After business goals are defined and policies are set, the next step is thinking about strategy from a security perspective. With mobile devices, your perspective now must extend beyond the four walls of your business and additional considerations must be made. You must set a specific security plan around mobility, and technology tools such as AirWatch® work in conjunction with your business strategy and help to provide encryption from the device to your network.

Operations and support
As you make your network and applications more mobile friendly, you might have to increase the amount and availability of support to administer new servers and applications built for devices. It is a critical area that cannot be overlooked, as your support and operations must provide the right amount of coverage while remaining affordable.
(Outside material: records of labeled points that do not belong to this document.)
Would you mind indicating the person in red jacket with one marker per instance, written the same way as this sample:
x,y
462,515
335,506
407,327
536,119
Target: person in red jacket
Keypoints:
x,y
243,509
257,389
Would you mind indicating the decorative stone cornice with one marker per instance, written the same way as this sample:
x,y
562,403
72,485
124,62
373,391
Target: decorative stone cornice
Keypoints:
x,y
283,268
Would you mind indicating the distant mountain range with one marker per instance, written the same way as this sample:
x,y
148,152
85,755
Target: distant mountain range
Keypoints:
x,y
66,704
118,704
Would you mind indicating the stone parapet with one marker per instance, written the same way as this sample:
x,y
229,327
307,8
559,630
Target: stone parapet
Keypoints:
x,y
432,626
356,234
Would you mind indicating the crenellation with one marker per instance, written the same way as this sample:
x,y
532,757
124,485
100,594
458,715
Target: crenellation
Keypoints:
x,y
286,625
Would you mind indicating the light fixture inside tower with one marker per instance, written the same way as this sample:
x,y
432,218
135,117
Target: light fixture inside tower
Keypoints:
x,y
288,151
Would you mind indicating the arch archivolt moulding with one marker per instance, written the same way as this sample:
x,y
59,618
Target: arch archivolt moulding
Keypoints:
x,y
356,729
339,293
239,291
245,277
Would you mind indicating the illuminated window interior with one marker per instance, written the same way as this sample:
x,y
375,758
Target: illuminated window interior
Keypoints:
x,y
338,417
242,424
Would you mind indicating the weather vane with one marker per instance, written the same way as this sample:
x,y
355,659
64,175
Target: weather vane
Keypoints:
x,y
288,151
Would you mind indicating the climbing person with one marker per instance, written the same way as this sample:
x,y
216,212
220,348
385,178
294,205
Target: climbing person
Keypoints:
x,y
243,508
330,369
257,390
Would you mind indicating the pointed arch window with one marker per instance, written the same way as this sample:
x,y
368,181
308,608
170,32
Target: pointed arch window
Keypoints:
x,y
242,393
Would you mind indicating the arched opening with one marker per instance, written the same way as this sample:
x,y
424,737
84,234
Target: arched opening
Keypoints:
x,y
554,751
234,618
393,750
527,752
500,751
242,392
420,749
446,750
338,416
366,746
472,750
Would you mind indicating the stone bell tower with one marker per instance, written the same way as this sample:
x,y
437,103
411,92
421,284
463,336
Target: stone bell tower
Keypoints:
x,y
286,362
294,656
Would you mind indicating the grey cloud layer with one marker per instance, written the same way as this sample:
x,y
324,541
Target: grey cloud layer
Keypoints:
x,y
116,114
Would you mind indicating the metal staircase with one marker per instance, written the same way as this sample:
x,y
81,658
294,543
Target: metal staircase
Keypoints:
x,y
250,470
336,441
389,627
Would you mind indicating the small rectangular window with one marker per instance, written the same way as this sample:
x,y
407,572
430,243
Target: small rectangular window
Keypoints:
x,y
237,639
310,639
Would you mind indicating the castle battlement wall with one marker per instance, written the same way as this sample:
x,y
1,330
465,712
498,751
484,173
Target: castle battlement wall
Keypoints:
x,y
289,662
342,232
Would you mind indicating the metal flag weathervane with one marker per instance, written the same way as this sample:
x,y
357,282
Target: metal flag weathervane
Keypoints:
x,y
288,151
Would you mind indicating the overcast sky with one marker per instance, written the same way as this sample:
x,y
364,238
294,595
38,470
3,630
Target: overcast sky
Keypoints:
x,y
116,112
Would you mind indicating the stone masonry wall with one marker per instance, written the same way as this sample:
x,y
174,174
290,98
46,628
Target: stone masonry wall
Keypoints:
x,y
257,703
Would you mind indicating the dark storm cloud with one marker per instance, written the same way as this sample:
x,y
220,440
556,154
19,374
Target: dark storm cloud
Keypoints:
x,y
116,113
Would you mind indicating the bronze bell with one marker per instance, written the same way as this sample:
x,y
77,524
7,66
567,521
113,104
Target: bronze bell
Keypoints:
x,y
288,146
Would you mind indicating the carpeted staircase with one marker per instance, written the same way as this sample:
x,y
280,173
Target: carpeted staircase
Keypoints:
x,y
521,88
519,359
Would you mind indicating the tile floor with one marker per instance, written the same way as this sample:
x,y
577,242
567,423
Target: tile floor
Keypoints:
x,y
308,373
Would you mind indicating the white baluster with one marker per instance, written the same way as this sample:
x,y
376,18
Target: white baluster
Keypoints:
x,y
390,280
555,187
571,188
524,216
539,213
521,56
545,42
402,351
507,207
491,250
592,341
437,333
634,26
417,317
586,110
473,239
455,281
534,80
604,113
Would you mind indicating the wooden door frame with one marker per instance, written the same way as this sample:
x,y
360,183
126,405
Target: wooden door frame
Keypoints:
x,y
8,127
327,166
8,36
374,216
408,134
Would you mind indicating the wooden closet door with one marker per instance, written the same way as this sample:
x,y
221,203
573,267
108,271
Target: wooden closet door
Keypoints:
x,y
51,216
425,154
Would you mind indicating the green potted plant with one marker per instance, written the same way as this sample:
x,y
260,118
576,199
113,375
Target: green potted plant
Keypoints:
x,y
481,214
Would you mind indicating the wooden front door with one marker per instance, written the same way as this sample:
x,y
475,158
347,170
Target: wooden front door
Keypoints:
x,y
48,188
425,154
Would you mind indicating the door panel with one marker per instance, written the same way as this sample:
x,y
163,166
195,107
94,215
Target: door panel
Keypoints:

The last pillar is infrastructure and how you communicate from your mobile devices across the network bandwidth. Optimizing your infrastructure for mobility is key, and this process can dramatically affect the level of operations and support. You must have the right amount of network bandwidth as well as the correct server infrastructure. Virtualization technologies can be useful to help many companies develop their framework.

Another key to developing a strong mobility platform is to keep in mind that this is not just an IT endeavor; it is a true business project. Once your plan is developed and ready to execute, it is recommended to deploy your strategy on a pilot basis. This allows you to see the effects your plan has on each facet of the business and ensures that your approach is sound from a security, server, infrastructure, and operations and support perspective before it is implemented on a companywide basis.

The massive proliferation of devices is driving the increased interest in mobility, with the amount of worldwide smart phone users having doubled in the last 18 months and projected to double again in the next 18 months. Businesses are implementing comprehensive mobility strategies with increased functionality and savings by using tablets rather than laptops.

The use of mobility and mobile devices is surging, and the use of the technology is not expected to slow in the near future. As you build the mobility strategy for your business, you must be mindful of these four key pillars and inclusive of all facets of the business when discussing organizational goals. If you are, in the end, you will have a strong mobility strategy for your business.